Some of Life’s Best Lessons are Learned from “Home Work”
Growing up in a small foothill community outside the San Joaquin Valley in California, Debbie Barkela raised purebred Simmental Cattle. She showed market lambs and barrows, as well as horses. She also served as an officer for her FFA chapter and for sectionals, plus was a member of the FFA livestock judging team. It was all good training ground to become an agricultural instructor and FFA advisor. She has taught agriculture since August 2010 in the Belmond-Klemme Community School.
“I’ve always wanted to be involved in agriculture,” explains Debbie. “After serving on the American Junior Simmental board of trustees, I really found that I enjoyed being around kids, especially those who had an interest in agriculture.”
Upon graduating from high school, Debbie packed her bags and headed for the Midwest.
“I was able to visit several colleges while participating at AJSA (American Junior Simmental Association) Junior Nationals and met several professors,” she says. “I fell in love with the campus and felt like Iowa State was a perfect fit for me. I also had some nudging from family friends, AJSA members who were from Iowa and were ISU alums.”
While attending Iowa State University (ISU), Debbie met Chad Barkela. The couple was married May 29, 1999, and have three sons. Brady graduated from West Fork High School in 2020. Briley will be a sophomore at Belmond-Klemme and Blake will be an eighth grader this fall. Their boys raise and show market lambs and hogs. Briley also has a few ewes that he lambs and a few sows that he farrows out with the help of his brothers. The boys also spend time preparing and showing their horses throughout the year.
“Some of the most important parts of showing animals at the fair is the work that is done at home. It helps build confidence and an understanding of what needs to be done,” says Debbie. “We also need to remember that in the end everyone must have fun! No matter how competitive you are, the social part of showing livestock is important. The friends and extended family that you gain will be with you for a lifetime.”
Belmond-Klemme FFA Chapter
Whether they’re trying a new CDE (career development event) or applying for a proficiency award, Mrs. Barkela says she enjoys seeing students set goals and work to achieve them.
“My goal is to make sure every student gets a good understanding of what agriculture is and how important agriculture is to our daily lives,” says Mrs. Barkela, who was named the 2018 Star District Advisor for the North Central District.

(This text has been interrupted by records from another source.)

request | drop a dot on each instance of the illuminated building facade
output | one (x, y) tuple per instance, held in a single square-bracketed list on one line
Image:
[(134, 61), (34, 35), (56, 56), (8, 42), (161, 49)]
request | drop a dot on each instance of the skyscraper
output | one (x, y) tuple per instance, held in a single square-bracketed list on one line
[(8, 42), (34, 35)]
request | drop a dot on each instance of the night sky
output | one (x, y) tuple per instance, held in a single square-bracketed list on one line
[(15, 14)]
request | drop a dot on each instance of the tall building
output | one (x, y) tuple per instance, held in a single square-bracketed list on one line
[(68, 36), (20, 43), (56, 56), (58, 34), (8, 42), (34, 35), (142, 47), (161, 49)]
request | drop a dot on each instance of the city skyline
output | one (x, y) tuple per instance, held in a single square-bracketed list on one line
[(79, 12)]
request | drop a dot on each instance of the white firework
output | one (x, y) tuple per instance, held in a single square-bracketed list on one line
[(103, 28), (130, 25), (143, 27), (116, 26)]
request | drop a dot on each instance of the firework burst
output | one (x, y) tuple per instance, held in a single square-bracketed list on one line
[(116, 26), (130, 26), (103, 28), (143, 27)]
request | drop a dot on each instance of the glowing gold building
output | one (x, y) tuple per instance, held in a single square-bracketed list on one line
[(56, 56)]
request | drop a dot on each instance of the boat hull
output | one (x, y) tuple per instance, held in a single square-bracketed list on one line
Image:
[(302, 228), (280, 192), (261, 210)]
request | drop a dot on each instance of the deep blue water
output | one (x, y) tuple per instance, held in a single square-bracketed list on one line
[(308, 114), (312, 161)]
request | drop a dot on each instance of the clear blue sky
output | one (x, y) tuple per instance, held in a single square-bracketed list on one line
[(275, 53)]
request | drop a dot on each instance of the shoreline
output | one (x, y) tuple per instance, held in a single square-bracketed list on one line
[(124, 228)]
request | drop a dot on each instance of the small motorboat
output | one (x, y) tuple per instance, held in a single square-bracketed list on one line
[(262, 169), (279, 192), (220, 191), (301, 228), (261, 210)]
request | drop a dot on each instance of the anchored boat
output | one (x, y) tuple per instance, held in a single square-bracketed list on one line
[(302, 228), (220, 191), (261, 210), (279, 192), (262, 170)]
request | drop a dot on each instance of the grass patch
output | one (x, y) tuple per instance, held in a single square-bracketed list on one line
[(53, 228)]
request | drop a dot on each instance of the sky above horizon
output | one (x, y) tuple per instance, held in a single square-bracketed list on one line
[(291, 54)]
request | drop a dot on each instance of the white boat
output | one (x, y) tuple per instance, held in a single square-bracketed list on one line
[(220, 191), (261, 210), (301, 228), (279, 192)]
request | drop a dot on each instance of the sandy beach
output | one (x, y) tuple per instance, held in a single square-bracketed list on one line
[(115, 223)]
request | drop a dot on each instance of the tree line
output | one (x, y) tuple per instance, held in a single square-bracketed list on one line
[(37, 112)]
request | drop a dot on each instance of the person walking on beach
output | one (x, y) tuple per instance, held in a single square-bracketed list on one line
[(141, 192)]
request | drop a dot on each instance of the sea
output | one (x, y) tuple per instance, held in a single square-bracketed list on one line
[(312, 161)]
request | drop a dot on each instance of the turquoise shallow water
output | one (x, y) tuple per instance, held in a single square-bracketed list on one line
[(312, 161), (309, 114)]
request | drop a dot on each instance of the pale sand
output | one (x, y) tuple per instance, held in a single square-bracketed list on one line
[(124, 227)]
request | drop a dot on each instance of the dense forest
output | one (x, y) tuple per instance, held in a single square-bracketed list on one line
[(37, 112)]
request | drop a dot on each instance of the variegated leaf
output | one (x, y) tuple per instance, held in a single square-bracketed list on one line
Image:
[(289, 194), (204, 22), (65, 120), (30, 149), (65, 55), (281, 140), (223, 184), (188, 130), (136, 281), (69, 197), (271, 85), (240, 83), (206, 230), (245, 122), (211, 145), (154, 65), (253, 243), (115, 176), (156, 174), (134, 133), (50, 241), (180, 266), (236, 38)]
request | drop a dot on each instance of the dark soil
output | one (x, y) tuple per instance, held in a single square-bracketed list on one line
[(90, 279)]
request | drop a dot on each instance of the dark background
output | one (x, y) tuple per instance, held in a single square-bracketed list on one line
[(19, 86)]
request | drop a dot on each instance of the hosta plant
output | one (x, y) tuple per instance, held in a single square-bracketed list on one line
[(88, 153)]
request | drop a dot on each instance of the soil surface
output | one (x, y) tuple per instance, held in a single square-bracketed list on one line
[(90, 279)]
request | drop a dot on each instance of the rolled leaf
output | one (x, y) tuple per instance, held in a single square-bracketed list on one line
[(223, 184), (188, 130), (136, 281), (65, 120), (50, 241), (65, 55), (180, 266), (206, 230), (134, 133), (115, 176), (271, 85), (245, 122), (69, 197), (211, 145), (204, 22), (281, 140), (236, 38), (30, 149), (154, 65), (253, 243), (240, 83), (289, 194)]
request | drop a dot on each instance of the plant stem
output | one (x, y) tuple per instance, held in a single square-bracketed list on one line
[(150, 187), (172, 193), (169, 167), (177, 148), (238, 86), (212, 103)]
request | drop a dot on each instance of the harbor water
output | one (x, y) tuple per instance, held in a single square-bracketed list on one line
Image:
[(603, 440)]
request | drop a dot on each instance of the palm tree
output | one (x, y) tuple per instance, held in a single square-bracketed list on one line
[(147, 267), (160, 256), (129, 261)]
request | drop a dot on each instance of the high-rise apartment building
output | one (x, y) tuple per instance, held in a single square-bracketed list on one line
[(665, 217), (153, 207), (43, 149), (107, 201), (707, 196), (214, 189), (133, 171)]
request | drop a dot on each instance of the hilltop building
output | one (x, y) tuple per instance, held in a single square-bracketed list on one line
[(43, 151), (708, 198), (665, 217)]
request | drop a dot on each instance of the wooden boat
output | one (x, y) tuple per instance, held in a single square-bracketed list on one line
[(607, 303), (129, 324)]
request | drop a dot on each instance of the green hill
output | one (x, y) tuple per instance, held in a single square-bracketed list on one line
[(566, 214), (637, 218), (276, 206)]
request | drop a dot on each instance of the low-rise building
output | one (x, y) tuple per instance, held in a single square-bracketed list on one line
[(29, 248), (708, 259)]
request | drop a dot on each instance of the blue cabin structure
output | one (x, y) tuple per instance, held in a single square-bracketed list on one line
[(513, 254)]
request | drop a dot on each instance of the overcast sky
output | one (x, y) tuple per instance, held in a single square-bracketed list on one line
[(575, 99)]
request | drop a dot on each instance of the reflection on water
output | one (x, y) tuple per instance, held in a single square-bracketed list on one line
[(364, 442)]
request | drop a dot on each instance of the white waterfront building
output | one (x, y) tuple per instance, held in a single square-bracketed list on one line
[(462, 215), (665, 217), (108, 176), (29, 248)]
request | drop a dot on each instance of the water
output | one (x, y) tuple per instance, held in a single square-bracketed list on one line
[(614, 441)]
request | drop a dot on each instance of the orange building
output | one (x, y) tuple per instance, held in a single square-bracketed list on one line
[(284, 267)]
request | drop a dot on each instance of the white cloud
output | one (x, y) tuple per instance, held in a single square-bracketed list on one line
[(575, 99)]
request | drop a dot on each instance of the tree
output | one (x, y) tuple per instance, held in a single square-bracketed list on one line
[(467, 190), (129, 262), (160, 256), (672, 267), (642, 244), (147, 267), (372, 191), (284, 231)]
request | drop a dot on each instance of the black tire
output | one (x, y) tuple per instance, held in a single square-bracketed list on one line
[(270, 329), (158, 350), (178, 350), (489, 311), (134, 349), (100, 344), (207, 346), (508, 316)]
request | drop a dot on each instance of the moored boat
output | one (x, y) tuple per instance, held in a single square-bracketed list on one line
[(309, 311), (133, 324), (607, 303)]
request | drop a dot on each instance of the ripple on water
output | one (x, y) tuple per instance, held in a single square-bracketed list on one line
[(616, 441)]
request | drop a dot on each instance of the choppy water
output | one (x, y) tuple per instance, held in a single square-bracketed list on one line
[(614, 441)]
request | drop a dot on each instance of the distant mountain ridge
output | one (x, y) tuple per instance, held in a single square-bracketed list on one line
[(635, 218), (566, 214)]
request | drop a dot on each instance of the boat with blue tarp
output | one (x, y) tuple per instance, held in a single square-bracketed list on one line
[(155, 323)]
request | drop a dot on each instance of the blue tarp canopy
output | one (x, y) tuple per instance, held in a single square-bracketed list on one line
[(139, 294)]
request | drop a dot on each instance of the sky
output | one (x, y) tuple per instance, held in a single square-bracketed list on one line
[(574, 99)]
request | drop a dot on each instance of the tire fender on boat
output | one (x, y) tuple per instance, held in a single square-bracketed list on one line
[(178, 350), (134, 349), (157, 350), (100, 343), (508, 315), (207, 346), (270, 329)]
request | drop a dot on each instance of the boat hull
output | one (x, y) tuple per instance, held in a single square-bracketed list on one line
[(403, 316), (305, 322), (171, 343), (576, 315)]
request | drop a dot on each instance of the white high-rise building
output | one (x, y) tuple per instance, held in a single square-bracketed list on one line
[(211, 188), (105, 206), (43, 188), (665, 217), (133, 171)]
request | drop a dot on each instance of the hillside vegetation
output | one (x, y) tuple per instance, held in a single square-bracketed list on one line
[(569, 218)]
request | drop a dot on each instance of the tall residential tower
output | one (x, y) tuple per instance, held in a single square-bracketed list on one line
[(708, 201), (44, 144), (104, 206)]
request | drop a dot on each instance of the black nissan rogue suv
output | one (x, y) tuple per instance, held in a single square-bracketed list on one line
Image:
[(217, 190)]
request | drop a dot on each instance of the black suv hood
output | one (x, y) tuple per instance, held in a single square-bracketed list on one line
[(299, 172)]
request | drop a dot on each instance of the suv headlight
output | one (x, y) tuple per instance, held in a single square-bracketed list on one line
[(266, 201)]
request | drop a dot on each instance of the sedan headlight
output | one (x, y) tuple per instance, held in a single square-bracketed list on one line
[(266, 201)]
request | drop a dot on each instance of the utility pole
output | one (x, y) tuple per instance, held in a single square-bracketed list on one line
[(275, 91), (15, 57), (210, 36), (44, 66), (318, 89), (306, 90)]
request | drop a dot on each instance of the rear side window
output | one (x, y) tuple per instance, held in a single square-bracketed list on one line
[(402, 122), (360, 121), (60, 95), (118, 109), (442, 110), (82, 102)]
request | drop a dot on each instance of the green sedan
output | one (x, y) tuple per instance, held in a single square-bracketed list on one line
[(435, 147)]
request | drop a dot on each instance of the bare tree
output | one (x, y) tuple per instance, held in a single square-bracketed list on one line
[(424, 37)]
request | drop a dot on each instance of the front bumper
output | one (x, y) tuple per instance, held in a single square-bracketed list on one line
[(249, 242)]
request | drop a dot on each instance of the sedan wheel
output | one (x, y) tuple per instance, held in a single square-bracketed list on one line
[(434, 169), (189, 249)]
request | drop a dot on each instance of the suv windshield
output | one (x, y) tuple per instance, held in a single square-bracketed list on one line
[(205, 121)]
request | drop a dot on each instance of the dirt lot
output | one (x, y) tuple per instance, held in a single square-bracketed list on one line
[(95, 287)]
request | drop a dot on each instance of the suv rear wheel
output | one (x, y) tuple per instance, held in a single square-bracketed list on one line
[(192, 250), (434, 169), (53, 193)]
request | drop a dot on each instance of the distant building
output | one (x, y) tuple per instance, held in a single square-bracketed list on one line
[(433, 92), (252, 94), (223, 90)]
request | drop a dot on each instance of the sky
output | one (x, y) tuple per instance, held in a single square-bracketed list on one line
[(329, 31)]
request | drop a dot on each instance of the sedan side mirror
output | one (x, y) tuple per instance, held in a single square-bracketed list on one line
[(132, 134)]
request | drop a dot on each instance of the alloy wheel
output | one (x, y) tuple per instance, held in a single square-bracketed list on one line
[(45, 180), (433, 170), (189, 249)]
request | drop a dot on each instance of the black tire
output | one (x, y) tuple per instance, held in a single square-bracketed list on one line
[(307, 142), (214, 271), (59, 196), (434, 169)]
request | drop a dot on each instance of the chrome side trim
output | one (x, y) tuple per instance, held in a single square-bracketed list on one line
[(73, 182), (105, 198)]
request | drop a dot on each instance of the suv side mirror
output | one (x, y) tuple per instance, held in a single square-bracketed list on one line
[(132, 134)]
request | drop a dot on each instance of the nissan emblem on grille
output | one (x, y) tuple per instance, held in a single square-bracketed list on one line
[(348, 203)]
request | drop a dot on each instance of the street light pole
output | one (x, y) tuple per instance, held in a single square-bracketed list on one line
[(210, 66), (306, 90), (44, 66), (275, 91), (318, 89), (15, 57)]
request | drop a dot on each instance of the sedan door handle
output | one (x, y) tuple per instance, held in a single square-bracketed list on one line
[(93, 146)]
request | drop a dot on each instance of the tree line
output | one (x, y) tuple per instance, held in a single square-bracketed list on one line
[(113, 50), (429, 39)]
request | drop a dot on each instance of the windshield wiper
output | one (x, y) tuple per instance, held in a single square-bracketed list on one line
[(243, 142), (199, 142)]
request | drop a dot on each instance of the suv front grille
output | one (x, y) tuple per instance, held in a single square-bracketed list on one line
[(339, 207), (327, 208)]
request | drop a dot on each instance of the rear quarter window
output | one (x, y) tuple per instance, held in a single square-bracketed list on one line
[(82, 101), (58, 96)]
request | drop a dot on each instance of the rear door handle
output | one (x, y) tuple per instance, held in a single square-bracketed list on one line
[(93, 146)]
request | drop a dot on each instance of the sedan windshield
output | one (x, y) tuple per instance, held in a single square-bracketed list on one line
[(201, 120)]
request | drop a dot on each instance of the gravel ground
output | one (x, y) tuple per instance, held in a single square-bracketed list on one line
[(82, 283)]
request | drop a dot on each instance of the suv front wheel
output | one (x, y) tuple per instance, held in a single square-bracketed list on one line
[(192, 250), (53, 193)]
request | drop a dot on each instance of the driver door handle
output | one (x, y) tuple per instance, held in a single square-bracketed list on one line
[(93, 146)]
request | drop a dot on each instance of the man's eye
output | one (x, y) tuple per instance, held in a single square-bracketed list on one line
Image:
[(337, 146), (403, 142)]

When Mrs. Barkela began teaching at Belmond-Klemme, B-K FFA had not had an Iowa Degree recipient in more than 25 years. Natalee Dippel in 2020 became the first female from B-K FFA to receive the highest honor in FFA, and she is the B-K chapter’s first American Degree recipient in more than 30 years. Eight B-K FFA members also earned their Iowa degrees in 2020.
The B-K FFA Chapter is very active in helping its community. Each year it hosts a district-wide food drive during which approximately 2,500 items are donated to the local food pantry. This year the chapter also collected food items for boxes for families in our communities. Thanks to Iowa Select Farms, the B-K FFA was able to include pork loins for families in need. Chapter members delivered boxes to families in Belmond, Klemme, Rowan and Goodell.
Belmond-Klemme FFA members also help annually with the community garden. Due to the school closing so rapidly and unexpectedly during the COVID-19 pandemic, this year’s garden has required more community cooperation. Chapter Vice President Emma Carlson put a great plan in place and rallied community members to help start seeds for the garden. Chapter President Kaleb Carlson built a blessing box in which produce will be placed, and families in need can help themselves.
In addition to these projects, the B-K FFA has taken on new project with Growing Hope Globally. Almost 20 acres of corn was planted this spring. Money raised from this crop will be used to help educate farmers in a developing country. This project, in particular, is a way for students who don’t live on a farm to participate in a crop-growing SAE project.
“More than half our members don’t live on farms, and I wish more students realized this. One misconception is that to be successful in ag class or FFA you need to be from a farm. This is far from the truth! Our CDE’s and LDE’s (leadership development contests) help all students gain skills that will be useful regardless of what career path they take. FFA members learn everything from how to correctly run a meeting to how to select the perfect steak for supper. We all can use skills like those!”
In celebration of all the fresh vegetables growing in the Belmond Community Garden, today the B-K FFA is sharing with us a recipe for marinated vegetable salad. It’s also a great recipe for home gardeners or consumers who enjoy shopping at the farmers’ market.
Marinated Veggie Salad
- Red onion
- Favorite Italian dressing
- Balsamic vinegar
Pick, wash and cut your favorite vegetables. Pick your favorite Italian dressing to marinate. I always like to add a dash of pepper and a couple splashes of balsamic vinegar.
COOK’S TIP: If you’re using asparagus, it needs to be blanched before it’s added to the marinade.